Die Mission auf der etwa 150 Meter langen Strecke verlangt, über imposante Hindernisse höher, schneller und weiter zu springen als die Gegner. Viertklässler Ilja, 10, drückt am Start den roten Buzzer. Die Zeit läuft. Eine Sekunde, zwei Sekunden, drei Sekunden. Ilja flitzt über die Hindernisse, als gäbs keine Schwerkraft. Er hüpft, hopst, springt und hechtet zurück zum Buzzer. Stopp! 33,4 Sekunden. Nicht schlecht, das Ergebnis!

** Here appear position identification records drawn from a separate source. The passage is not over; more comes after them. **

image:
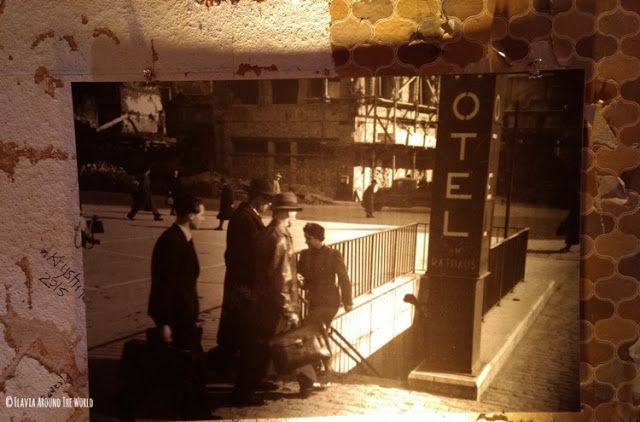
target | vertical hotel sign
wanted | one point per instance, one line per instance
(464, 181)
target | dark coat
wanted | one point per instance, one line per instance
(368, 199)
(226, 203)
(319, 267)
(244, 228)
(173, 299)
(142, 194)
(276, 288)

«Der mobile Medienkonsum bewirkt Haltungsschäden, die sich beim Springen bemerkbar machen.»
Pasha Antonov, Instruktor
Seine Mutter Franziska Langegger, 47, beobachtet derweil im kleinen Bistro auf der Galerie die muntere Szenerie. Bis vor einem Jahr hat sie mit ihrer Familie in Hongkong gelebt. Dort haben ihre drei Kinder Ilja und die Schwestern Allegra, 12, und Vega, 13, solche Hallen kennen- und lieben gelernt. Und freuen sich umso mehr, dass es auch in der Nähe von Zürich eine gibt. Der Eintritt kostet 26 Franken pro Kind und Stunde. Zwei Stunden Spielspass sind dabei die oberste Grenze, denn nach gut 45 Minuten Nonstop-Springen sind die Kids ziemlich ausgepowert. Einigen zwickt es sogar im Rücken. «Daran ist das Handy schuld», sagt Pasha Antonov. «Der mobile Medienkonsum bewirkt Haltungsschäden.»
Doch in dieser Halle ist das Handy für einmal kein Thema. Hier wollen die Kinder der Schwerkraft ein Schnippchen schlagen und einfach mal fliegen. So wie die Flugzeuge auf der andern Strassenseite.